I disembarked late--the window guy was meeting me at The Lafayette (so named by my deadpan, charming contractor, and I think it's going to stick), and I needed to be there by 10. Uber is wasted on a trip you can easily do by public transport, but I grabbed a latte, then opened up the app and got an Uber to my garage, where I rolled up the door and reclaimed my 1990 Ford Taurus.

I was home in time to shower before people started showing up. I had to make a comic before I was allowed out of the house to run errands, but at least I was there in my own home, which is looking better and better with each small improvement. Art on the walls, curtains on the windows, my crap packed up and ready to take back to LA.

I saw friends and socialized, stopped by my PO Box, bought octopus earrings at the Grove Street market, dropped way too much money on clothes at Lingo (imagine if I'd also gone to Flirt Brooklyn), and went to Home Depot eight times.
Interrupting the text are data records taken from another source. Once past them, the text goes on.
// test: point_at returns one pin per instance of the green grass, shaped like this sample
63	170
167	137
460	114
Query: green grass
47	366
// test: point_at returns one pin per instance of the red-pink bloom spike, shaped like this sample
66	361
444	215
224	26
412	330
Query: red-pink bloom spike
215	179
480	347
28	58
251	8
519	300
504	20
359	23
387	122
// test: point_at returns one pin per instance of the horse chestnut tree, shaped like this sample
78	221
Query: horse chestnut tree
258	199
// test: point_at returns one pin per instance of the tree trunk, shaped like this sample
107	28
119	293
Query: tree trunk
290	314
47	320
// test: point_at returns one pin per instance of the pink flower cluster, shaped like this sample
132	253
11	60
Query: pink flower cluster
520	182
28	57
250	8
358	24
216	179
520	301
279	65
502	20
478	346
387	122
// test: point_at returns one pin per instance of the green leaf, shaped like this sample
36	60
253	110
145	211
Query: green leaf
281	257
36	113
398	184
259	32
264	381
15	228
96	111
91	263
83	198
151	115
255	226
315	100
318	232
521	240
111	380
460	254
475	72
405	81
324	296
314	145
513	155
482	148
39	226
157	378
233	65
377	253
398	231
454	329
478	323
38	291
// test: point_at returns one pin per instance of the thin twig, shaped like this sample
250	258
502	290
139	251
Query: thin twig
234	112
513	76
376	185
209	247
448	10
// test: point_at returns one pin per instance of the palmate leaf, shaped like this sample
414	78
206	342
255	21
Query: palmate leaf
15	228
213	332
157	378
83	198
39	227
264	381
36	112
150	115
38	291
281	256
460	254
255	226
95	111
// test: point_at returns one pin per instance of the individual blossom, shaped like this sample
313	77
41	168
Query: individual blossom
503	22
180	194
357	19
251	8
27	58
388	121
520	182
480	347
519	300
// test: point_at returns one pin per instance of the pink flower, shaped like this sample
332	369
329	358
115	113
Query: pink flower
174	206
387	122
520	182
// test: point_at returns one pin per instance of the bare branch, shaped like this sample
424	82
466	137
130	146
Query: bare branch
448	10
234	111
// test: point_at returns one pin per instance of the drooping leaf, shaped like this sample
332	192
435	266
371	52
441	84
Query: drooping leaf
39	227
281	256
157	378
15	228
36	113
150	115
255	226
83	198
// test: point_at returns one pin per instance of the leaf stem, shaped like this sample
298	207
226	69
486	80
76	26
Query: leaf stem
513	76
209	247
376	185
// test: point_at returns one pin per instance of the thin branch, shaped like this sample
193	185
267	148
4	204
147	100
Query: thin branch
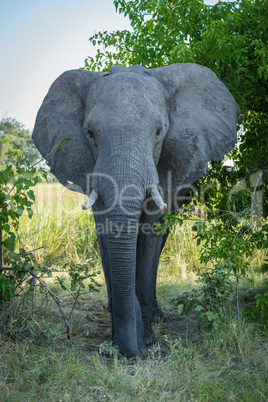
68	327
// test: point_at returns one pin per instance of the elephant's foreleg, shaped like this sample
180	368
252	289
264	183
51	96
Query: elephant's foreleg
149	247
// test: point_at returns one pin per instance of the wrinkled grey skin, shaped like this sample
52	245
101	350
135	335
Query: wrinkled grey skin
132	129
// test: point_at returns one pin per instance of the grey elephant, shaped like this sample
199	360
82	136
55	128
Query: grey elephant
133	140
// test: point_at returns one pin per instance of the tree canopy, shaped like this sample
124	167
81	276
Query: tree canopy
229	37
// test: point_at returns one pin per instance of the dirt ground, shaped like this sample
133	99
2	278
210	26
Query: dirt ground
94	326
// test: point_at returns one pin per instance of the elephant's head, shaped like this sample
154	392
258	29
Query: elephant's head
116	136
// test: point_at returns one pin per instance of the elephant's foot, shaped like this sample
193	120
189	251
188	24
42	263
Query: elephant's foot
149	337
157	314
131	351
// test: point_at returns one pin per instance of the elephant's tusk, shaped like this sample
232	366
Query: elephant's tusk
158	199
91	200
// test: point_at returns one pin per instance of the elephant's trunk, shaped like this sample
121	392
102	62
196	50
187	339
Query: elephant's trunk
122	183
126	313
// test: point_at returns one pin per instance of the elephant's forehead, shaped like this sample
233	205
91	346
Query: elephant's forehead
126	88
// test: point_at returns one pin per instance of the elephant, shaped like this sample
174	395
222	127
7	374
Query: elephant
134	140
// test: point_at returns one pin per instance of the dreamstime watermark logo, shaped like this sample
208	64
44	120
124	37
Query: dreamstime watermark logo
131	201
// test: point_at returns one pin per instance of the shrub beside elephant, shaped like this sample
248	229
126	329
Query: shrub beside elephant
133	140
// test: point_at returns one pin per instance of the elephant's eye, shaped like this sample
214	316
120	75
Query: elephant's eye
90	134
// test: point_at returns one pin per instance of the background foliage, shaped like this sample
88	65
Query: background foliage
16	144
230	38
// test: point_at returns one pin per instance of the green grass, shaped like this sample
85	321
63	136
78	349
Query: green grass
38	363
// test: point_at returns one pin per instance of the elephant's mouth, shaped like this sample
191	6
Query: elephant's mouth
154	193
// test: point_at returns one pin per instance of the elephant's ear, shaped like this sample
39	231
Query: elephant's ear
203	122
58	131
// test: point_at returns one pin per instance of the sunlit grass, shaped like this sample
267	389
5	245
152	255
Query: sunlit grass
39	363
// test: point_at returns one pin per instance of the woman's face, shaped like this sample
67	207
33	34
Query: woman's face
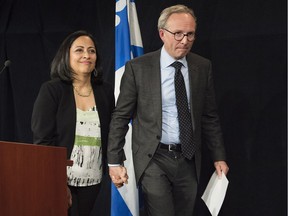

Finally, on Monday morning, before the crack of dawn, I put my car back in the garage and got an Uber back to Newark. I slept all the way back to LAX, where I stumbled over the $8 shuttle to Hollywood. From there, I caught the Red Line up to Studio City and got a taxi to work. At the end of the day, I caught the bus back to the Red Line and took the metro to Downtown LA.

At Pershing Square, I was catcalled. I was startled. And then I walked past the gaggle of people hanging out by 7-11. DTLA is sketchy--with wealth and poverty living side-by-side, if not hand-in-hand. I was skeptical. I'd lived in something like this on Avenue B in the nineties. I didn't want to do that again.

But after putting my luggage away in a converted industrial loft, I went out to find $10 Vietnamese carry-out and a bodega right downstairs. And the metro was a five-minute walk away.

Perhaps I'd been hasty in my judgment. I kind of love DTLA.